Orbital Reconstruction in a Self-assembled Oxygen Vacancy Nanostructure

TL;DR

This study reveals how spatially confined oxygen vacancies in BiFeO3 influence its electronic structure and conductivity, using advanced X-ray techniques to understand orbital reconstruction without redox reactions.

Contribution

It demonstrates the microscopic role of oxygen vacancy confinement and its control via Ca doping in BiFeO3, revealing orbital band reconstruction and electronic localization.

Findings

Increased Ca doping reconstructs Fe 3d orbitals without redox changes.

Vacancy confinement reduces electron hopping, localizing the valence band.

Doping decreases the material's conductivity due to orbital localization.

Abstract

We demonstrate the microscopic role of oxygen vacancies spatially confined within nanometer inter-spacing (about 1 nm) in BiFeO3, using resonant soft X-ray scattering techniques and soft X-ray spectroscopy measurements.
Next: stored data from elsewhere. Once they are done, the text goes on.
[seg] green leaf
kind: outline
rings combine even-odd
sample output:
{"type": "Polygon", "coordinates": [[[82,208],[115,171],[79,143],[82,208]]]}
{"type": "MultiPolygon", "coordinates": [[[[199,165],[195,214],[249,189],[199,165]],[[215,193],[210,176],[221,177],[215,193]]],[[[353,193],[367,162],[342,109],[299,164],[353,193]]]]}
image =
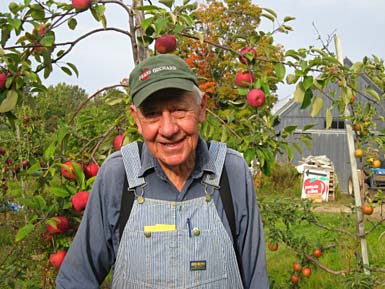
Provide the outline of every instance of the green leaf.
{"type": "Polygon", "coordinates": [[[23,240],[29,233],[31,233],[35,229],[35,226],[32,224],[27,224],[24,227],[20,228],[16,233],[15,241],[19,242],[23,240]]]}
{"type": "Polygon", "coordinates": [[[163,34],[168,30],[169,22],[167,19],[158,19],[155,21],[155,31],[158,34],[163,34]]]}
{"type": "Polygon", "coordinates": [[[371,97],[373,97],[378,102],[381,101],[380,96],[378,95],[378,93],[373,88],[367,87],[366,88],[366,93],[369,94],[371,97]]]}
{"type": "Polygon", "coordinates": [[[319,96],[315,96],[311,105],[310,115],[316,117],[322,110],[323,104],[323,99],[319,96]]]}
{"type": "Polygon", "coordinates": [[[326,110],[326,129],[330,128],[330,126],[332,125],[332,121],[333,121],[332,111],[333,111],[332,106],[326,110]]]}
{"type": "Polygon", "coordinates": [[[275,71],[275,75],[277,76],[278,80],[282,81],[285,77],[285,74],[286,74],[285,65],[283,65],[282,63],[277,63],[276,65],[274,65],[274,71],[275,71]]]}
{"type": "Polygon", "coordinates": [[[62,187],[51,187],[49,189],[56,197],[67,198],[70,193],[62,187]]]}
{"type": "Polygon", "coordinates": [[[289,21],[292,21],[292,20],[295,20],[295,17],[293,17],[293,16],[286,16],[285,18],[283,18],[283,22],[289,22],[289,21]]]}
{"type": "Polygon", "coordinates": [[[194,24],[194,20],[190,17],[190,15],[180,14],[179,17],[184,20],[184,23],[186,23],[187,26],[192,26],[194,24]]]}
{"type": "Polygon", "coordinates": [[[295,87],[294,101],[297,103],[302,103],[304,96],[305,96],[305,89],[303,88],[303,83],[301,81],[301,82],[298,82],[295,87]]]}
{"type": "Polygon", "coordinates": [[[18,94],[15,90],[10,90],[7,93],[7,97],[0,104],[0,113],[10,111],[15,108],[18,94]]]}
{"type": "Polygon", "coordinates": [[[15,2],[9,3],[8,8],[13,14],[16,14],[19,11],[19,5],[15,2]]]}
{"type": "Polygon", "coordinates": [[[306,90],[303,98],[303,102],[301,105],[301,109],[307,108],[311,104],[312,98],[313,98],[313,91],[311,89],[306,90]]]}
{"type": "Polygon", "coordinates": [[[360,71],[361,71],[363,65],[364,65],[364,64],[363,64],[362,62],[358,61],[358,62],[355,62],[355,63],[350,67],[350,69],[351,69],[353,72],[357,73],[357,72],[360,72],[360,71]]]}
{"type": "Polygon", "coordinates": [[[56,142],[51,142],[47,149],[44,151],[44,159],[50,160],[55,155],[56,151],[56,142]]]}
{"type": "Polygon", "coordinates": [[[270,15],[274,16],[274,18],[277,18],[277,13],[273,9],[270,9],[270,8],[262,8],[262,9],[265,10],[270,15]]]}
{"type": "Polygon", "coordinates": [[[34,196],[33,197],[33,200],[34,202],[36,203],[37,207],[39,209],[45,209],[45,207],[47,206],[47,203],[46,201],[44,200],[44,198],[40,195],[37,195],[37,196],[34,196]]]}
{"type": "Polygon", "coordinates": [[[275,21],[275,17],[270,14],[262,13],[261,16],[271,20],[271,22],[275,21]]]}
{"type": "Polygon", "coordinates": [[[284,128],[284,131],[288,132],[288,133],[292,133],[293,131],[295,131],[297,129],[297,126],[296,125],[289,125],[287,127],[284,128]]]}
{"type": "Polygon", "coordinates": [[[18,30],[21,26],[21,20],[18,18],[14,18],[14,19],[11,18],[8,20],[8,22],[9,22],[9,25],[11,25],[11,27],[15,30],[18,30]]]}
{"type": "Polygon", "coordinates": [[[313,85],[313,76],[305,76],[303,80],[303,88],[308,90],[313,85]]]}
{"type": "Polygon", "coordinates": [[[68,68],[68,67],[65,67],[65,66],[61,66],[60,67],[61,70],[63,70],[66,74],[68,74],[69,76],[72,75],[72,71],[68,68]]]}
{"type": "Polygon", "coordinates": [[[174,0],[159,0],[159,3],[162,3],[171,9],[172,5],[174,4],[174,0]]]}
{"type": "Polygon", "coordinates": [[[67,62],[67,65],[72,69],[73,72],[75,72],[76,77],[79,77],[78,68],[74,64],[72,64],[71,62],[67,62]]]}
{"type": "Polygon", "coordinates": [[[286,76],[286,82],[287,84],[294,84],[298,80],[298,77],[295,74],[288,74],[286,76]]]}
{"type": "Polygon", "coordinates": [[[78,25],[78,22],[75,18],[70,18],[67,21],[67,25],[68,25],[69,29],[74,30],[76,28],[76,26],[78,25]]]}
{"type": "Polygon", "coordinates": [[[140,25],[142,26],[142,29],[144,31],[147,30],[148,27],[150,27],[150,25],[154,22],[154,17],[149,17],[149,18],[146,18],[146,19],[143,19],[142,20],[142,23],[140,23],[140,25]]]}

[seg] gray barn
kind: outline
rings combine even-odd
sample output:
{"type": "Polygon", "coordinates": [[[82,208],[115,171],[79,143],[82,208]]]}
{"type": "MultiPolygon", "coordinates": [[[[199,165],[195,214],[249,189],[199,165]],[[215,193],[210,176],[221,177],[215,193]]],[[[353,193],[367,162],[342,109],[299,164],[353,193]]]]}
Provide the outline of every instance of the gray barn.
{"type": "MultiPolygon", "coordinates": [[[[345,59],[344,64],[350,67],[352,62],[345,59]]],[[[368,86],[373,88],[379,95],[384,93],[368,77],[365,75],[361,76],[359,78],[359,87],[362,95],[356,95],[355,101],[359,102],[362,106],[368,101],[370,101],[372,105],[376,105],[375,102],[371,101],[370,96],[364,92],[365,88],[368,86]]],[[[331,91],[336,91],[336,95],[340,94],[339,86],[336,83],[331,84],[324,92],[328,95],[331,91]]],[[[351,168],[344,120],[339,117],[338,111],[335,109],[333,111],[332,127],[326,129],[325,113],[326,109],[330,106],[331,101],[327,96],[318,91],[314,91],[314,95],[322,97],[324,101],[324,107],[317,117],[311,117],[309,110],[307,109],[301,110],[301,105],[295,103],[293,97],[281,99],[273,108],[273,113],[278,115],[276,130],[280,131],[288,125],[296,125],[297,130],[290,139],[290,142],[298,140],[304,133],[309,134],[311,136],[311,147],[307,147],[299,142],[302,148],[302,153],[295,150],[293,164],[298,165],[299,161],[309,155],[326,155],[331,161],[333,161],[341,191],[347,192],[347,184],[351,175],[351,168]],[[312,129],[303,132],[302,128],[307,125],[314,126],[312,129]]],[[[380,115],[385,116],[385,111],[380,106],[378,106],[378,112],[380,115]]],[[[376,119],[375,122],[377,123],[377,130],[385,128],[383,121],[376,119]]]]}

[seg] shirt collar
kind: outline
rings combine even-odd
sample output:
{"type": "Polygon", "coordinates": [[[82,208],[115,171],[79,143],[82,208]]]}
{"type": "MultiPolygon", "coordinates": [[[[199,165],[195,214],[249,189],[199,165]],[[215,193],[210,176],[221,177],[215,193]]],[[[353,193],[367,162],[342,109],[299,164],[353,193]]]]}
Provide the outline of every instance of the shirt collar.
{"type": "MultiPolygon", "coordinates": [[[[214,163],[210,162],[207,142],[201,136],[198,139],[196,157],[195,169],[192,172],[193,178],[200,178],[204,172],[216,173],[214,163]]],[[[160,167],[155,157],[147,148],[146,143],[143,143],[141,160],[142,166],[139,171],[139,177],[143,177],[148,171],[155,169],[156,166],[160,167]]]]}

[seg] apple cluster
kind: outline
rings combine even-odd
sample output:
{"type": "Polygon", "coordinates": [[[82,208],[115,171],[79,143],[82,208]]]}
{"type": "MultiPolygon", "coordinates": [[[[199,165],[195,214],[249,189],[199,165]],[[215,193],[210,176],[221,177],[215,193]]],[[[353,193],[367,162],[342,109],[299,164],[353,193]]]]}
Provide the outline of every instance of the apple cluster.
{"type": "MultiPolygon", "coordinates": [[[[257,51],[252,47],[244,47],[239,51],[239,61],[249,66],[254,64],[257,58],[257,51]]],[[[239,87],[253,87],[255,76],[252,71],[239,70],[235,75],[235,84],[239,87]]],[[[260,88],[252,88],[246,96],[247,103],[252,107],[260,107],[265,104],[266,95],[260,88]]]]}

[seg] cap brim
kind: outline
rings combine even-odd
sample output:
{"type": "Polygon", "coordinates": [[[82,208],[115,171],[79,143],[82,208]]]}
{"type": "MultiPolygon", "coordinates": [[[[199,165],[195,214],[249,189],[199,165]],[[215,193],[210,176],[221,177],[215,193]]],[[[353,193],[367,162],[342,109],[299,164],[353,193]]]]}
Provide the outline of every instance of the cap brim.
{"type": "Polygon", "coordinates": [[[154,82],[135,93],[132,96],[132,102],[136,107],[140,106],[142,102],[151,94],[166,88],[179,88],[186,91],[194,90],[194,82],[185,78],[168,78],[154,82]]]}

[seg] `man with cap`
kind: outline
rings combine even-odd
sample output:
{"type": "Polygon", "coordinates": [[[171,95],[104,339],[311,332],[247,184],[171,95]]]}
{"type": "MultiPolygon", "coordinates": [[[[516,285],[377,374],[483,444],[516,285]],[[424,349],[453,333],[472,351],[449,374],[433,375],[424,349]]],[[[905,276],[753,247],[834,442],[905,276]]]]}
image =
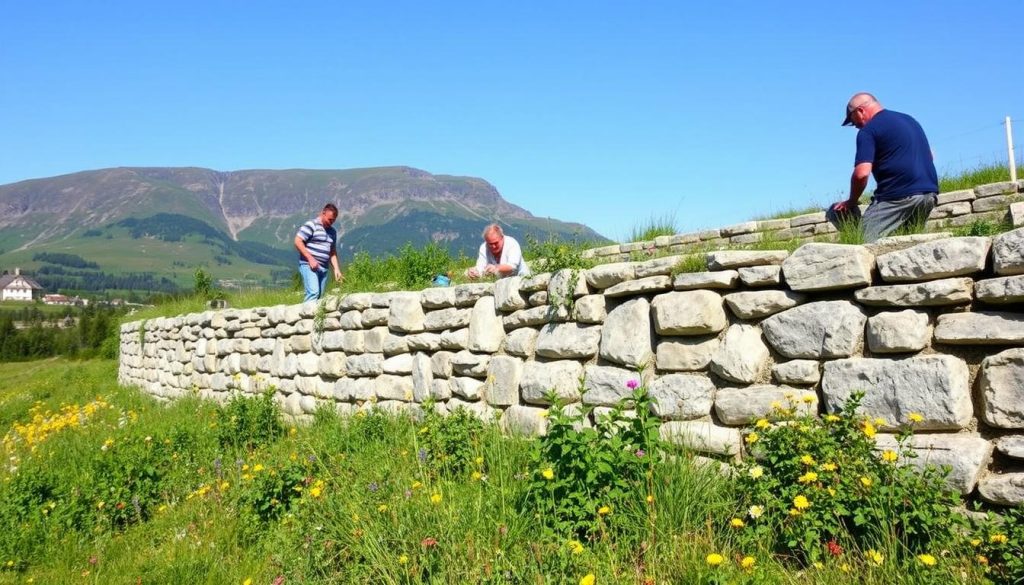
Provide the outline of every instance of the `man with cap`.
{"type": "Polygon", "coordinates": [[[843,126],[856,126],[857,155],[850,177],[850,197],[829,207],[832,223],[860,217],[857,202],[875,177],[875,193],[861,218],[864,241],[873,242],[908,223],[928,218],[939,193],[931,147],[917,120],[886,110],[870,93],[855,94],[846,104],[843,126]]]}

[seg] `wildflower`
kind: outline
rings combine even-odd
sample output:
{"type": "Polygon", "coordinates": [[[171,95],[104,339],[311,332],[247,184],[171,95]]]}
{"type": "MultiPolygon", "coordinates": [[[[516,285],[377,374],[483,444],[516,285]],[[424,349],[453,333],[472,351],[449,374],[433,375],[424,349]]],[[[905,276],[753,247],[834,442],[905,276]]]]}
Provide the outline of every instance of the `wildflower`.
{"type": "Polygon", "coordinates": [[[444,499],[444,496],[442,496],[441,494],[433,494],[433,495],[430,496],[430,503],[431,504],[440,504],[441,500],[443,500],[443,499],[444,499]]]}
{"type": "Polygon", "coordinates": [[[749,435],[747,435],[747,437],[746,437],[745,439],[743,439],[743,440],[744,440],[744,441],[746,441],[746,443],[747,443],[748,445],[753,445],[753,444],[754,444],[754,443],[756,443],[756,442],[757,442],[757,440],[758,440],[758,439],[760,439],[760,438],[761,438],[761,437],[758,437],[758,436],[757,436],[757,433],[750,433],[750,434],[749,434],[749,435]]]}
{"type": "Polygon", "coordinates": [[[420,447],[420,450],[416,452],[416,458],[420,460],[420,463],[425,462],[427,460],[427,450],[420,447]]]}
{"type": "Polygon", "coordinates": [[[580,585],[594,585],[594,583],[597,583],[597,577],[593,573],[587,573],[580,579],[580,585]]]}
{"type": "Polygon", "coordinates": [[[570,540],[569,550],[572,551],[572,554],[578,555],[583,552],[583,543],[578,540],[570,540]]]}
{"type": "Polygon", "coordinates": [[[756,520],[761,517],[761,514],[764,514],[764,506],[751,506],[747,510],[747,514],[750,514],[750,517],[756,520]]]}
{"type": "MultiPolygon", "coordinates": [[[[106,502],[96,502],[96,509],[97,510],[102,510],[103,507],[106,506],[106,505],[107,505],[106,502]]],[[[993,541],[993,542],[995,542],[995,541],[993,541]]]]}
{"type": "Polygon", "coordinates": [[[818,481],[818,474],[814,473],[813,471],[808,471],[807,473],[798,477],[797,481],[800,483],[814,483],[818,481]]]}
{"type": "Polygon", "coordinates": [[[222,481],[222,482],[220,482],[220,485],[217,486],[217,487],[220,489],[220,491],[224,491],[224,490],[228,489],[229,487],[231,487],[231,484],[229,482],[222,481]]]}
{"type": "Polygon", "coordinates": [[[979,546],[979,545],[981,545],[981,539],[980,538],[972,538],[971,539],[971,546],[979,546]]]}
{"type": "Polygon", "coordinates": [[[886,461],[888,463],[893,463],[898,458],[899,458],[899,455],[897,455],[895,451],[883,451],[882,452],[882,461],[886,461]]]}
{"type": "Polygon", "coordinates": [[[544,409],[544,410],[538,412],[537,416],[539,416],[541,418],[547,418],[549,414],[550,413],[547,411],[547,409],[544,409]]]}
{"type": "MultiPolygon", "coordinates": [[[[420,482],[417,481],[416,483],[412,484],[413,489],[416,489],[417,487],[419,487],[419,485],[418,485],[419,483],[420,482]]],[[[366,489],[370,490],[370,493],[375,494],[375,493],[377,493],[377,490],[380,489],[380,486],[377,485],[377,482],[371,481],[370,485],[366,486],[366,489]]]]}
{"type": "Polygon", "coordinates": [[[924,417],[921,416],[921,413],[919,412],[912,412],[907,415],[907,418],[910,419],[910,422],[912,423],[919,423],[924,420],[924,417]]]}
{"type": "Polygon", "coordinates": [[[802,397],[800,398],[800,400],[803,400],[803,401],[804,401],[805,403],[807,403],[807,404],[810,404],[810,403],[814,402],[814,401],[815,401],[815,400],[817,400],[817,399],[818,399],[818,397],[817,397],[817,396],[814,396],[813,394],[804,394],[804,395],[803,395],[803,396],[802,396],[802,397]]]}
{"type": "Polygon", "coordinates": [[[729,526],[732,526],[733,528],[743,528],[746,525],[747,523],[741,518],[733,518],[732,520],[729,520],[729,526]]]}
{"type": "Polygon", "coordinates": [[[404,565],[409,562],[409,555],[403,554],[398,556],[398,564],[404,565]]]}
{"type": "Polygon", "coordinates": [[[810,455],[801,455],[800,463],[803,463],[804,465],[814,465],[814,457],[811,457],[810,455]]]}
{"type": "Polygon", "coordinates": [[[811,507],[811,502],[809,502],[807,498],[801,495],[793,498],[793,506],[797,510],[806,510],[807,508],[811,507]]]}
{"type": "Polygon", "coordinates": [[[636,455],[637,459],[642,459],[644,455],[647,455],[647,451],[644,451],[643,449],[637,449],[636,452],[633,453],[633,455],[636,455]]]}
{"type": "Polygon", "coordinates": [[[881,565],[882,561],[885,560],[885,556],[873,548],[869,548],[867,552],[864,553],[864,556],[867,557],[868,561],[876,565],[881,565]]]}
{"type": "Polygon", "coordinates": [[[882,418],[882,417],[876,417],[875,418],[875,426],[876,427],[884,427],[885,426],[885,419],[882,418]]]}
{"type": "Polygon", "coordinates": [[[476,463],[477,465],[483,465],[484,464],[484,458],[483,457],[477,457],[476,459],[473,460],[473,462],[476,463]]]}
{"type": "Polygon", "coordinates": [[[989,542],[992,544],[1006,544],[1007,540],[1009,539],[1006,538],[1005,534],[993,534],[992,537],[989,538],[989,542]]]}
{"type": "Polygon", "coordinates": [[[800,510],[797,510],[796,508],[790,508],[789,509],[789,515],[790,516],[799,516],[800,514],[803,514],[803,512],[801,512],[800,510]]]}
{"type": "Polygon", "coordinates": [[[114,439],[107,439],[106,441],[103,441],[103,446],[100,447],[100,451],[106,451],[107,449],[109,449],[109,448],[111,448],[113,446],[114,446],[114,439]]]}
{"type": "Polygon", "coordinates": [[[611,514],[611,512],[612,509],[609,506],[601,506],[600,508],[597,509],[597,514],[599,516],[607,516],[608,514],[611,514]]]}
{"type": "Polygon", "coordinates": [[[825,415],[825,421],[826,422],[839,422],[840,418],[837,415],[834,415],[834,414],[826,414],[825,415]]]}
{"type": "Polygon", "coordinates": [[[480,478],[482,478],[483,476],[484,474],[480,473],[479,471],[474,471],[470,477],[473,478],[473,481],[480,481],[480,478]]]}
{"type": "Polygon", "coordinates": [[[782,410],[782,403],[778,400],[773,400],[771,404],[772,410],[782,410]]]}
{"type": "Polygon", "coordinates": [[[754,568],[754,564],[756,563],[757,560],[754,559],[754,557],[743,557],[743,560],[740,561],[740,566],[749,571],[754,568]]]}
{"type": "Polygon", "coordinates": [[[387,504],[381,504],[381,505],[377,506],[377,511],[378,512],[387,512],[388,511],[388,505],[387,504]]]}
{"type": "Polygon", "coordinates": [[[762,475],[764,475],[764,468],[761,467],[760,465],[755,465],[755,466],[751,467],[750,471],[748,471],[747,473],[750,474],[750,477],[752,477],[754,479],[758,479],[762,475]]]}
{"type": "Polygon", "coordinates": [[[877,431],[875,430],[875,425],[871,424],[871,421],[864,421],[864,423],[861,425],[861,430],[864,431],[864,434],[867,436],[867,438],[875,438],[875,433],[877,431]]]}
{"type": "MultiPolygon", "coordinates": [[[[414,489],[414,490],[418,490],[418,489],[420,489],[421,487],[423,487],[423,484],[422,484],[422,483],[420,483],[420,482],[418,482],[418,481],[414,481],[414,482],[412,482],[412,489],[414,489]]],[[[371,483],[371,484],[370,484],[370,491],[371,491],[371,492],[375,492],[375,491],[377,491],[377,482],[373,482],[373,483],[371,483]]]]}
{"type": "Polygon", "coordinates": [[[835,463],[822,463],[821,464],[821,470],[822,471],[835,471],[836,469],[837,469],[837,466],[836,466],[835,463]]]}
{"type": "Polygon", "coordinates": [[[551,469],[550,467],[548,467],[544,471],[540,472],[540,474],[544,476],[544,479],[547,479],[547,480],[555,479],[555,470],[551,469]]]}
{"type": "Polygon", "coordinates": [[[705,557],[704,560],[707,562],[707,564],[711,565],[712,567],[717,567],[718,565],[722,564],[722,561],[725,560],[725,557],[718,553],[711,553],[707,557],[705,557]]]}
{"type": "Polygon", "coordinates": [[[756,423],[754,423],[754,426],[763,430],[763,429],[767,429],[769,426],[771,426],[771,423],[768,422],[768,419],[762,418],[762,419],[758,419],[758,421],[756,423]]]}
{"type": "Polygon", "coordinates": [[[629,388],[630,390],[636,390],[636,387],[639,385],[639,380],[630,380],[629,382],[626,382],[626,388],[629,388]]]}
{"type": "Polygon", "coordinates": [[[849,563],[843,563],[843,564],[839,565],[839,570],[844,572],[844,573],[849,573],[850,572],[850,564],[849,563]]]}
{"type": "Polygon", "coordinates": [[[313,487],[309,488],[309,495],[314,498],[319,498],[324,493],[324,482],[317,480],[313,487]]]}
{"type": "Polygon", "coordinates": [[[264,467],[263,467],[262,463],[257,463],[256,465],[252,466],[252,472],[253,473],[259,473],[259,472],[263,471],[263,469],[264,469],[264,467]]]}
{"type": "Polygon", "coordinates": [[[828,553],[834,557],[838,557],[843,554],[843,547],[839,546],[836,539],[829,540],[825,543],[825,548],[828,549],[828,553]]]}
{"type": "Polygon", "coordinates": [[[873,483],[875,483],[875,482],[874,482],[874,480],[873,480],[873,479],[871,479],[870,477],[865,477],[865,476],[863,476],[863,475],[862,475],[862,476],[860,477],[860,483],[861,483],[861,485],[863,485],[864,487],[866,487],[866,488],[869,488],[869,487],[871,487],[871,485],[872,485],[873,483]]]}
{"type": "Polygon", "coordinates": [[[926,567],[934,567],[935,563],[938,562],[935,560],[935,557],[928,553],[917,555],[917,560],[921,561],[921,564],[926,567]]]}
{"type": "Polygon", "coordinates": [[[647,503],[648,504],[653,504],[654,503],[654,496],[652,496],[651,494],[647,494],[647,503]]]}
{"type": "Polygon", "coordinates": [[[437,539],[433,536],[428,536],[420,541],[420,546],[424,548],[434,548],[437,546],[437,539]]]}
{"type": "Polygon", "coordinates": [[[978,555],[974,558],[978,561],[979,565],[988,566],[988,557],[986,557],[985,555],[978,555]]]}
{"type": "Polygon", "coordinates": [[[248,577],[245,581],[242,581],[242,585],[252,585],[252,577],[248,577]]]}

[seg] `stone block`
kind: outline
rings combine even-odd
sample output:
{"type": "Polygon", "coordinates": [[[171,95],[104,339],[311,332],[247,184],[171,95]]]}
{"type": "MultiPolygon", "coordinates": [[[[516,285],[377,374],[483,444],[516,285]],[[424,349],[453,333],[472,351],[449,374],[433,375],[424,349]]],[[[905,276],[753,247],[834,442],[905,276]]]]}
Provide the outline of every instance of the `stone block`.
{"type": "Polygon", "coordinates": [[[974,188],[974,194],[981,197],[995,197],[997,195],[1012,195],[1017,192],[1017,183],[1013,181],[1003,181],[1001,183],[989,183],[987,185],[978,185],[974,188]]]}
{"type": "Polygon", "coordinates": [[[729,293],[725,304],[740,319],[761,319],[792,309],[805,299],[805,295],[788,290],[758,290],[729,293]]]}
{"type": "Polygon", "coordinates": [[[449,380],[449,383],[453,395],[470,402],[480,400],[480,394],[484,389],[484,383],[476,378],[454,377],[449,380]]]}
{"type": "Polygon", "coordinates": [[[583,380],[583,403],[615,406],[633,393],[630,382],[640,383],[640,374],[614,366],[589,365],[583,380]]]}
{"type": "Polygon", "coordinates": [[[384,374],[374,379],[377,398],[380,400],[401,400],[411,402],[413,398],[411,376],[384,374]]]}
{"type": "Polygon", "coordinates": [[[762,418],[786,418],[784,409],[800,416],[813,415],[818,412],[818,395],[813,390],[770,384],[719,388],[715,393],[715,414],[727,425],[752,425],[762,418]]]}
{"type": "Polygon", "coordinates": [[[472,307],[481,297],[494,294],[493,282],[470,282],[454,288],[456,307],[472,307]]]}
{"type": "Polygon", "coordinates": [[[523,379],[523,360],[507,355],[491,358],[484,383],[484,399],[491,406],[519,404],[519,383],[523,379]]]}
{"type": "Polygon", "coordinates": [[[1024,344],[1024,315],[998,311],[939,315],[935,342],[950,345],[1024,344]]]}
{"type": "Polygon", "coordinates": [[[725,329],[722,297],[707,290],[670,292],[654,297],[654,329],[659,335],[706,335],[725,329]]]}
{"type": "Polygon", "coordinates": [[[744,266],[782,264],[789,256],[786,250],[720,250],[708,253],[708,268],[727,270],[744,266]]]}
{"type": "Polygon", "coordinates": [[[992,268],[1002,276],[1024,274],[1024,228],[992,239],[992,268]]]}
{"type": "Polygon", "coordinates": [[[427,331],[444,331],[445,329],[466,327],[470,323],[472,314],[472,309],[460,309],[457,307],[427,311],[423,316],[423,329],[427,331]]]}
{"type": "Polygon", "coordinates": [[[552,391],[560,400],[578,402],[582,376],[583,366],[576,361],[526,362],[519,383],[523,402],[551,404],[546,395],[552,391]]]}
{"type": "Polygon", "coordinates": [[[459,350],[469,345],[469,328],[456,329],[441,333],[441,348],[459,350]]]}
{"type": "Polygon", "coordinates": [[[657,369],[665,371],[695,372],[711,363],[718,351],[717,337],[667,337],[658,342],[655,355],[657,369]]]}
{"type": "MultiPolygon", "coordinates": [[[[879,451],[898,450],[893,435],[878,435],[875,445],[879,451]]],[[[906,446],[917,457],[901,458],[898,461],[900,465],[913,465],[919,469],[928,465],[940,468],[948,465],[951,471],[946,485],[963,495],[974,491],[992,459],[992,444],[974,433],[914,435],[906,446]]]]}
{"type": "Polygon", "coordinates": [[[565,268],[552,274],[548,282],[548,298],[555,302],[582,297],[589,292],[585,270],[565,268]]]}
{"type": "Polygon", "coordinates": [[[825,223],[826,221],[828,220],[825,219],[824,211],[815,211],[814,213],[805,213],[804,215],[797,215],[796,217],[789,218],[789,226],[800,227],[816,223],[825,223]]]}
{"type": "Polygon", "coordinates": [[[532,307],[516,311],[511,315],[502,317],[502,324],[505,330],[518,329],[519,327],[536,327],[555,321],[564,321],[569,316],[565,307],[547,305],[543,307],[532,307]]]}
{"type": "Polygon", "coordinates": [[[434,386],[433,363],[426,354],[418,353],[412,360],[412,396],[416,402],[430,398],[434,386]]]}
{"type": "Polygon", "coordinates": [[[381,364],[381,371],[395,375],[412,374],[412,354],[403,353],[385,359],[381,364]]]}
{"type": "Polygon", "coordinates": [[[516,404],[505,410],[499,425],[509,435],[539,437],[547,433],[547,414],[546,408],[516,404]]]}
{"type": "Polygon", "coordinates": [[[672,280],[676,290],[694,290],[706,288],[736,288],[740,273],[736,270],[717,270],[714,272],[684,272],[677,274],[672,280]]]}
{"type": "Polygon", "coordinates": [[[477,299],[469,320],[469,344],[466,347],[471,351],[493,353],[501,347],[504,338],[505,327],[495,310],[494,297],[477,299]]]}
{"type": "Polygon", "coordinates": [[[487,375],[487,366],[491,356],[462,350],[452,356],[452,370],[457,376],[483,378],[487,375]]]}
{"type": "Polygon", "coordinates": [[[537,336],[540,332],[529,327],[513,330],[505,336],[505,353],[522,358],[532,358],[537,347],[537,336]]]}
{"type": "Polygon", "coordinates": [[[1024,348],[986,357],[978,373],[982,418],[993,427],[1024,429],[1024,348]]]}
{"type": "Polygon", "coordinates": [[[384,338],[384,355],[409,353],[409,339],[405,335],[389,333],[384,338]]]}
{"type": "Polygon", "coordinates": [[[782,267],[778,265],[744,266],[738,272],[747,286],[773,286],[782,282],[782,267]]]}
{"type": "Polygon", "coordinates": [[[519,292],[521,276],[509,276],[494,283],[494,304],[499,311],[506,313],[526,308],[526,299],[519,292]]]}
{"type": "Polygon", "coordinates": [[[452,358],[455,356],[450,351],[439,351],[430,356],[430,371],[438,378],[452,377],[452,358]]]}
{"type": "Polygon", "coordinates": [[[590,358],[597,355],[601,342],[600,325],[550,323],[537,337],[537,355],[554,358],[590,358]]]}
{"type": "Polygon", "coordinates": [[[627,280],[604,289],[606,297],[639,296],[672,289],[669,276],[649,276],[638,280],[627,280]]]}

Such vacancy confinements and total number of vacancy are controlled by substitution of Ca2+ for Bi3+ cation. We found that by increasing the substitution, the in-plane orbital bands of Fe3+ cations are reconstructed without any redox reaction. It leads to a reduction of the hopping between Fe atoms, forming a localized valence band, in particular Fe 3d-electronic structure, around the Fermi level. This band localization causes to decrease the conductivity of the doped BiFeO3 system.